Ukrayna’nın ateş altında olduğunu anımsatan Varank, “Türkiye’nin de Ukrayna’nın haline düşmesini isteyenler hep oldu, halen varlar. Birilerinin aklına uyup, güvenliğimizi tek boyutlu ittifaklara emanet etsek, savunma sanayinde yerli üretimi öteleyip ithal ürünlere güvensek, coğrafyamızdaki planlara itiraz etmesek elbette Ukrayna ile aynı kaderi paylaşabilirdik.” ifadesini kullandı.
Varank, Türkiye’nin, coğrafyasında bir istikrar adası olarak, yaşanan her dramda kapısını mazlumlara açtığını dile getirerek, şunları kaydetti:
“Binlerce kilometre öteden gelip, coğrafyamızın kaderiyle oynayanlardan elbette aynı hassasiyeti beklemiyoruz. Ama onlar her seferinde yeni bir iki yüzlülükle karşımıza çıkıyorlar. Bakınız, ölümden katliamdan kaçan milyonlarca Suriyeli vatandaşa Türkiye sahip çıkarken, bazı Batılı ülkeler kabul ettiği 15-20 Suriyeli sığınmacı için ülkelerinde adeta şov yaptılar. Geriye kalan milyonlarcasını ya görmezden geldiler ya da botlarını batırıp ölüme terk ettiler. Kıyıya vuran küçük bedeniyle ruhumuzda derin yaralar açan Aylan bebeğin denizin kıyısında yüzüstü yatışını unutabilir miyiz? Halep’teki hava saldırısı sonrası enkaz altından çıkartılan Ümran’ı hafızalarımızdan silebilir miyiz?

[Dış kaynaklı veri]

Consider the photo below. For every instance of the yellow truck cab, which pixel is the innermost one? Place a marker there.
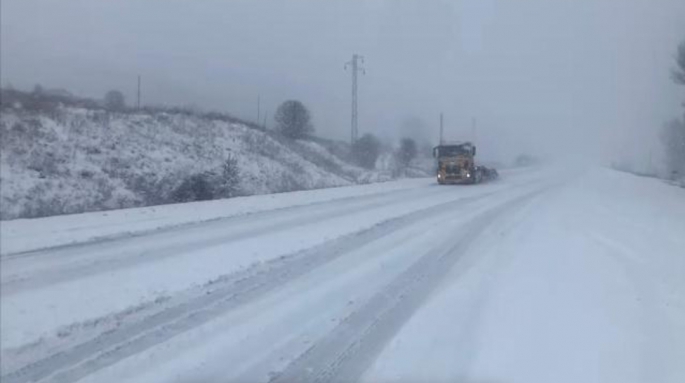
(456, 163)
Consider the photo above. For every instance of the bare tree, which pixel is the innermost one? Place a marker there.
(673, 138)
(114, 100)
(293, 120)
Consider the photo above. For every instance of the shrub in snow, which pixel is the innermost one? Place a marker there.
(228, 184)
(77, 159)
(293, 120)
(197, 187)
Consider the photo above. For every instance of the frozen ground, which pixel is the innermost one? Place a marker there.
(72, 160)
(542, 276)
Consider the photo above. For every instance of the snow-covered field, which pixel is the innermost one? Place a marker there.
(73, 160)
(542, 276)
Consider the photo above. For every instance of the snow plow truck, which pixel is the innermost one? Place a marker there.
(456, 164)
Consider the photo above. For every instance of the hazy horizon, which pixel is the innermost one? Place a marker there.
(586, 78)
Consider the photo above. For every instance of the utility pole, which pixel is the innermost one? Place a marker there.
(474, 129)
(138, 99)
(259, 101)
(356, 68)
(441, 129)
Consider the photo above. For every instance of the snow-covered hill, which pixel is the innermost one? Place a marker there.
(74, 159)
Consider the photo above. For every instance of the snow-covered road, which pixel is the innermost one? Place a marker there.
(540, 276)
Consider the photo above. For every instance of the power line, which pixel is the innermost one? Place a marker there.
(356, 68)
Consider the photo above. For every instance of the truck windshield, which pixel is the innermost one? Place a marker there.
(453, 151)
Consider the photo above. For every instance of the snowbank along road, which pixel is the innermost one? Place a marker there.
(541, 276)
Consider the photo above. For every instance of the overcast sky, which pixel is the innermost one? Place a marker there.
(536, 75)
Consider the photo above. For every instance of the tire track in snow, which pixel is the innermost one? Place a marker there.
(224, 295)
(350, 349)
(95, 265)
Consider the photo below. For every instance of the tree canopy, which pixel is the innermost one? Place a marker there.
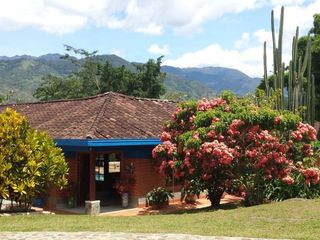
(235, 145)
(29, 160)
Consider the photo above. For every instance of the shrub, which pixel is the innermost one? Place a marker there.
(158, 197)
(29, 160)
(230, 144)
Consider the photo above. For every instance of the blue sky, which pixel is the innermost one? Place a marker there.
(189, 33)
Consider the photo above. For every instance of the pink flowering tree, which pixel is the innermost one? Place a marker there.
(230, 144)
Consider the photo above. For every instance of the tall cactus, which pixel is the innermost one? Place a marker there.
(301, 88)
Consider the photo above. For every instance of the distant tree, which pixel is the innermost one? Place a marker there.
(152, 78)
(94, 78)
(29, 160)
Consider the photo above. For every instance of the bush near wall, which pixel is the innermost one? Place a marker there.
(29, 160)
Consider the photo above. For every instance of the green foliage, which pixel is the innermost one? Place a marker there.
(298, 80)
(94, 78)
(29, 160)
(158, 197)
(232, 144)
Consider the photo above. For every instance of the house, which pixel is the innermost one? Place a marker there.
(104, 138)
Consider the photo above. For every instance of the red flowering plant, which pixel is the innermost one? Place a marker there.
(230, 144)
(124, 185)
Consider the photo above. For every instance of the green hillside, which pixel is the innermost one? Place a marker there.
(22, 75)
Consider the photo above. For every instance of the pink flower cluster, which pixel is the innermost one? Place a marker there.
(268, 154)
(205, 104)
(304, 130)
(216, 152)
(233, 129)
(311, 175)
(165, 136)
(164, 150)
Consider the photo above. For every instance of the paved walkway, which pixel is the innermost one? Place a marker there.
(108, 235)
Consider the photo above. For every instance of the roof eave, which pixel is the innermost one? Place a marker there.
(90, 143)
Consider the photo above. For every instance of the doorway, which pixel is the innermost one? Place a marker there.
(107, 172)
(83, 178)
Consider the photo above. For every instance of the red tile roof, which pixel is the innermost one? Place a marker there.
(109, 115)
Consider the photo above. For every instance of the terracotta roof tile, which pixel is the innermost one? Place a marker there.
(109, 115)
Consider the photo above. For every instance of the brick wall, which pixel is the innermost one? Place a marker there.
(57, 196)
(146, 176)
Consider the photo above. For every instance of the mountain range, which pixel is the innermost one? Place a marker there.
(22, 75)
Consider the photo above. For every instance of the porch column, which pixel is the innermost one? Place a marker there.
(92, 181)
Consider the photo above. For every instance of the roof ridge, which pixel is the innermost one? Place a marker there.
(143, 98)
(92, 97)
(91, 131)
(57, 100)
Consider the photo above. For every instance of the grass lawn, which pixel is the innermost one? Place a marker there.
(298, 219)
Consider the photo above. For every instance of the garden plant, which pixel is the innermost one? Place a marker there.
(30, 161)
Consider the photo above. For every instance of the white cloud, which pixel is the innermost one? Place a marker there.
(151, 17)
(156, 49)
(243, 41)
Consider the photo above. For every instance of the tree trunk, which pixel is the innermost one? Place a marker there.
(215, 197)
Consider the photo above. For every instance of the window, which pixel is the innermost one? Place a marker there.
(107, 163)
(100, 163)
(114, 163)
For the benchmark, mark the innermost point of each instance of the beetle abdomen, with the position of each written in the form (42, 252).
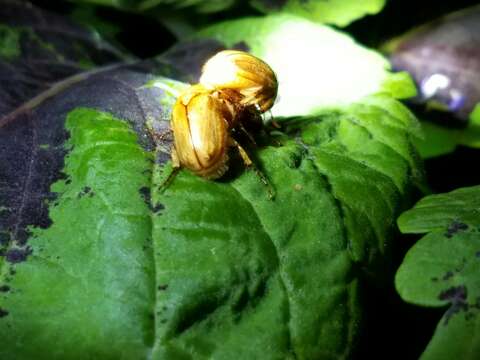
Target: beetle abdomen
(200, 125)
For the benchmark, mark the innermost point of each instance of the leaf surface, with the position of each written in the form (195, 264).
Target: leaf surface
(338, 12)
(205, 269)
(38, 48)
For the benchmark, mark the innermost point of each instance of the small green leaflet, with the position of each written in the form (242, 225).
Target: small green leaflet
(443, 269)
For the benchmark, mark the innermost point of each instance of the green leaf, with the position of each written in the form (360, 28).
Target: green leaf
(440, 140)
(337, 12)
(204, 269)
(89, 279)
(317, 67)
(229, 256)
(230, 272)
(442, 269)
(39, 49)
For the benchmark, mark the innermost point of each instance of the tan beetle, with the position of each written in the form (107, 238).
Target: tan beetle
(244, 73)
(205, 114)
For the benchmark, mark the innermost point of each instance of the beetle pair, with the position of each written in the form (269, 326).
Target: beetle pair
(233, 84)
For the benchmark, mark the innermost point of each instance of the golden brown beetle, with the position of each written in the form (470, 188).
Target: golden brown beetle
(205, 114)
(244, 73)
(201, 123)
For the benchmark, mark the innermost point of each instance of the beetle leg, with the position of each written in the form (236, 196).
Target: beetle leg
(249, 163)
(250, 137)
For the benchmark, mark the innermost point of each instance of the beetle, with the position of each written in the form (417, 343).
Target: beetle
(205, 115)
(241, 72)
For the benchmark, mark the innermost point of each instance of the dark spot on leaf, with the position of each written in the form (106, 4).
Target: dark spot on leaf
(15, 256)
(272, 4)
(448, 275)
(146, 195)
(457, 296)
(455, 227)
(3, 313)
(22, 236)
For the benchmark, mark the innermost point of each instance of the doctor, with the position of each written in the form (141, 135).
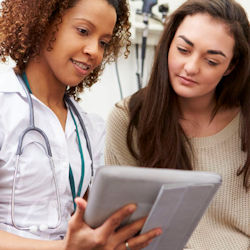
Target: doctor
(49, 147)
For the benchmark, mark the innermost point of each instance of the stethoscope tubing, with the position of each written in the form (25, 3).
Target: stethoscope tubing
(48, 151)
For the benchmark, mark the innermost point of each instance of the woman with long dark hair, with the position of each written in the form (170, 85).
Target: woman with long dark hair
(194, 114)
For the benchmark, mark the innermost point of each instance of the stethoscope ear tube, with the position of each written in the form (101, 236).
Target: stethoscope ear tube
(39, 131)
(70, 103)
(32, 127)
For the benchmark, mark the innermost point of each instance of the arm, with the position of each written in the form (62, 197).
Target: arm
(116, 150)
(81, 237)
(10, 241)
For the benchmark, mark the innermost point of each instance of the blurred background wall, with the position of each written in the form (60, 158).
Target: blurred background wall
(106, 92)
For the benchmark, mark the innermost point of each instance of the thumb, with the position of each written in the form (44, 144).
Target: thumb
(81, 205)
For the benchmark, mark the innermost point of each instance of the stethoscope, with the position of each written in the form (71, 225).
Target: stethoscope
(34, 228)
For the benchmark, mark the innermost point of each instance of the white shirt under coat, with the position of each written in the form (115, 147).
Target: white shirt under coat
(35, 197)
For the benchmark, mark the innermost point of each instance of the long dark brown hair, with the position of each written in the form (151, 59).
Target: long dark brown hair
(25, 23)
(154, 111)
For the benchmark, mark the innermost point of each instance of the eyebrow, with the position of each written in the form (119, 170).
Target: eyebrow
(86, 20)
(212, 52)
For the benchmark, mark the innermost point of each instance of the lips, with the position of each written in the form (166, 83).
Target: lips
(186, 80)
(81, 65)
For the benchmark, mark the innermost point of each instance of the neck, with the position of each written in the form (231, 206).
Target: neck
(44, 85)
(197, 109)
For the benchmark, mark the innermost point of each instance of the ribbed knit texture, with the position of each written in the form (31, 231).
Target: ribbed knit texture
(226, 223)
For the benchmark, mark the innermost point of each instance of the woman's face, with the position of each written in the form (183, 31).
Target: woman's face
(199, 56)
(80, 41)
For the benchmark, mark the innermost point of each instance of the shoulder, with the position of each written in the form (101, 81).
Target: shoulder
(95, 125)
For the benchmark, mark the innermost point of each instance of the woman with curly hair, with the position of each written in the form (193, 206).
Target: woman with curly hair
(59, 47)
(194, 114)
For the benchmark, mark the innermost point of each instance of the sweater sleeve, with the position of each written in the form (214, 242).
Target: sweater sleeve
(116, 149)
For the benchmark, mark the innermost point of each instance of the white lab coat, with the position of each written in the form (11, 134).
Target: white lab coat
(35, 197)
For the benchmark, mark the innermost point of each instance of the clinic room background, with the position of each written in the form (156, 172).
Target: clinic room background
(120, 79)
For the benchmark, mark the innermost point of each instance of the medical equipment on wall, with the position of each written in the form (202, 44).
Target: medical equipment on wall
(146, 23)
(47, 149)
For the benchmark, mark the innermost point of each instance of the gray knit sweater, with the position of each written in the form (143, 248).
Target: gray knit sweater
(226, 223)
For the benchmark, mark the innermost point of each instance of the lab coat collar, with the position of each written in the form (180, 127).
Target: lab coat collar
(9, 82)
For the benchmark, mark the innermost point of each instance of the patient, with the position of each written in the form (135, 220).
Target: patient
(194, 114)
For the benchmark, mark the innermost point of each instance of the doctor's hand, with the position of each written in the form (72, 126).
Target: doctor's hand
(106, 237)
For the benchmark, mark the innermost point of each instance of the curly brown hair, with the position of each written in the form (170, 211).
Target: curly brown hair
(24, 25)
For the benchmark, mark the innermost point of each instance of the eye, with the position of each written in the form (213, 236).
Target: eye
(82, 31)
(211, 62)
(182, 50)
(104, 44)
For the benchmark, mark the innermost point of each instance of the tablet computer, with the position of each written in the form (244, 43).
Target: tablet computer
(172, 199)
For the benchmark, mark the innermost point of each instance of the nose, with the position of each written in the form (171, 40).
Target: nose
(192, 65)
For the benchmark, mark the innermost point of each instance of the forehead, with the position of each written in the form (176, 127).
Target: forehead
(205, 29)
(99, 12)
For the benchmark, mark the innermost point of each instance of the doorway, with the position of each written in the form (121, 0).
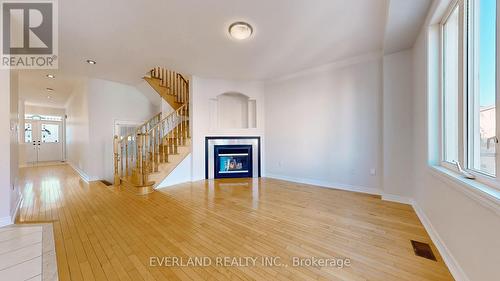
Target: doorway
(43, 140)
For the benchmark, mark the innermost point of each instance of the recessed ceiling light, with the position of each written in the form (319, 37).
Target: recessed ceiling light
(240, 30)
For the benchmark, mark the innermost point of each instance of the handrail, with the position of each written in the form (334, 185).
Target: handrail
(167, 117)
(139, 128)
(182, 77)
(141, 152)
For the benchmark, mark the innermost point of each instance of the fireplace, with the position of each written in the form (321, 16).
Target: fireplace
(233, 161)
(232, 157)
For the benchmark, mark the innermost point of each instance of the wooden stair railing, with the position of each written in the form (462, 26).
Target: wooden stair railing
(139, 154)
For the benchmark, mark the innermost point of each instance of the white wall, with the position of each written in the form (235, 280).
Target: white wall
(9, 185)
(203, 91)
(77, 130)
(468, 229)
(92, 110)
(44, 110)
(398, 125)
(108, 102)
(324, 126)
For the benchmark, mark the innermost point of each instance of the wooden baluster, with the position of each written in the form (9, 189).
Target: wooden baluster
(176, 132)
(183, 99)
(183, 131)
(139, 155)
(121, 159)
(116, 160)
(165, 147)
(144, 164)
(158, 143)
(170, 82)
(177, 87)
(152, 152)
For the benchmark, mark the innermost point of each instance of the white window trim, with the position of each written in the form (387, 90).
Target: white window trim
(479, 192)
(483, 182)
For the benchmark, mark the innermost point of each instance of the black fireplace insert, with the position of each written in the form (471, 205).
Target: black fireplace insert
(233, 161)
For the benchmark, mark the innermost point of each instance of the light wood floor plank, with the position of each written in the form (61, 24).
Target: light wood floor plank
(104, 233)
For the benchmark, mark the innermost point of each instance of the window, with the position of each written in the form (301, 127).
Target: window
(469, 87)
(450, 86)
(28, 132)
(50, 133)
(482, 86)
(42, 117)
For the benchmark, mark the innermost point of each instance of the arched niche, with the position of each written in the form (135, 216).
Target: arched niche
(233, 110)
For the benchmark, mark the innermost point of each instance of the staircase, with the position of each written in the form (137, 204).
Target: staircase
(147, 156)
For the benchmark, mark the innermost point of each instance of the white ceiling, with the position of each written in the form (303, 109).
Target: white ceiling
(127, 38)
(33, 85)
(404, 20)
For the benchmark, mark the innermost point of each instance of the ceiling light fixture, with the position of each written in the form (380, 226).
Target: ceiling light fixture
(240, 30)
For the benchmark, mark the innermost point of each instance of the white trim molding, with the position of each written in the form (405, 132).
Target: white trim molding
(396, 198)
(324, 184)
(449, 260)
(486, 196)
(5, 221)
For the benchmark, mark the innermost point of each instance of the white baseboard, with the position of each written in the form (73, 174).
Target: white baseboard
(5, 221)
(396, 198)
(82, 174)
(360, 189)
(448, 258)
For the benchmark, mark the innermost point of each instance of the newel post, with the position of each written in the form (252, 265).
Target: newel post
(117, 159)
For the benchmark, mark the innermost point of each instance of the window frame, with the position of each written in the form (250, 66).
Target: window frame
(464, 89)
(460, 5)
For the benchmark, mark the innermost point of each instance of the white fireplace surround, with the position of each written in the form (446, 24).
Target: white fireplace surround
(211, 142)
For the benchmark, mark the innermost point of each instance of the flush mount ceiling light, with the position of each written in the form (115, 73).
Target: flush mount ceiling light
(240, 30)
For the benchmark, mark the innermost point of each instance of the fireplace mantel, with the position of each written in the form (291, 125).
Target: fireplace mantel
(212, 142)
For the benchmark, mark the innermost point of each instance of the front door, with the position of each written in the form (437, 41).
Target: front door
(43, 141)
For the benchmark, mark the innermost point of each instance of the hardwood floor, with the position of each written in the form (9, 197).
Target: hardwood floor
(104, 233)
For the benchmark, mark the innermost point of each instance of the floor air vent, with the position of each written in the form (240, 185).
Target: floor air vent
(423, 250)
(107, 183)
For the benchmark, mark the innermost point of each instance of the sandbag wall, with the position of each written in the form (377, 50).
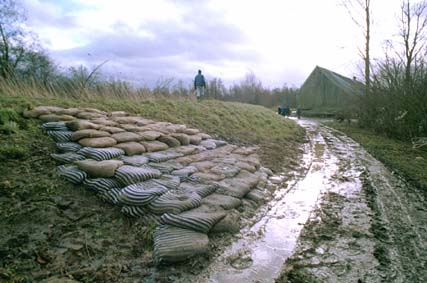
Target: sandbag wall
(180, 178)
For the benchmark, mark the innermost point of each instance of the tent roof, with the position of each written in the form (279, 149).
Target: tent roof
(347, 84)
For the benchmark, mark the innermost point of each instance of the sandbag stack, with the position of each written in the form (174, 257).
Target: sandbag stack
(178, 177)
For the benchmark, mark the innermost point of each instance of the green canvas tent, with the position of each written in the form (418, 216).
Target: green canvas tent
(327, 91)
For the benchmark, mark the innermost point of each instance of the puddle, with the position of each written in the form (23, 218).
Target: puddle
(259, 254)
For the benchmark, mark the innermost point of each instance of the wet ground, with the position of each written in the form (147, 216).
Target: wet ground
(342, 217)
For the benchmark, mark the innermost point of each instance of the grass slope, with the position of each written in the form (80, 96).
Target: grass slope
(52, 229)
(399, 156)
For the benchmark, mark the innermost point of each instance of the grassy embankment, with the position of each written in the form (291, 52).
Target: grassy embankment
(51, 228)
(399, 156)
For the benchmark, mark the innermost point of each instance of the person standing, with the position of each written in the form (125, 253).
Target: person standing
(199, 85)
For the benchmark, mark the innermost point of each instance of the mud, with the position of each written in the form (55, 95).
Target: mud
(369, 226)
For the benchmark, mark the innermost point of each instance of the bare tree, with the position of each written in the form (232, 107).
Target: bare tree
(413, 30)
(11, 37)
(352, 7)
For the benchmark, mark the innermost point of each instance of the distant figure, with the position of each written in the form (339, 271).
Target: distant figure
(299, 112)
(199, 85)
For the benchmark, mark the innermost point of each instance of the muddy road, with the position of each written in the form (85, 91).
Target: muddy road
(343, 217)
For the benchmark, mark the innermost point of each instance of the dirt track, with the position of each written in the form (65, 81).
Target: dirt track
(369, 225)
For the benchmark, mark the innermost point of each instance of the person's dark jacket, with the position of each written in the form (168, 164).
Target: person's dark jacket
(199, 80)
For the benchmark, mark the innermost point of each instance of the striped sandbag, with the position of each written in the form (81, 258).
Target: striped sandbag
(185, 172)
(139, 195)
(174, 203)
(72, 173)
(68, 146)
(101, 184)
(197, 221)
(110, 196)
(60, 136)
(54, 126)
(166, 167)
(128, 175)
(67, 157)
(164, 155)
(173, 244)
(135, 160)
(169, 181)
(134, 211)
(202, 190)
(100, 154)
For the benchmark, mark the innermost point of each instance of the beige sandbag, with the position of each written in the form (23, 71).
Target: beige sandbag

Bugün de Ukrayna’da sığınaklarda doğan bebekler, tren garında en yakın trene binmeye çalışan çocuklar en az Suriye’de, Filistin’de, Afganistan’da yiten canlar, titreyen minik yürekler kadar canımızı acıtıyor. Ama binlerce Suriyeli sığınmacıyı Akdeniz’in soğuk sularında ölüme terk edenler, bugün Ukrayna’da sığınmacı durumuna düşen mazlum Ukraynalılara ‘sarı saçlı, mavi gözlü, medeni’ sığınmacılar diyerek kucak açıyor. Savaşın ortaya çıkardığı mağduriyetlerde bile ayrımcılık yapan sözde medeni bu zihniyet, 21. yüzyılda Avrupa’nın orta çağına rahmet okutuyor.”
“TÜRKİYE ARTIK KENDİ GÖBEĞİNİ KENDİSİ KESİYOR”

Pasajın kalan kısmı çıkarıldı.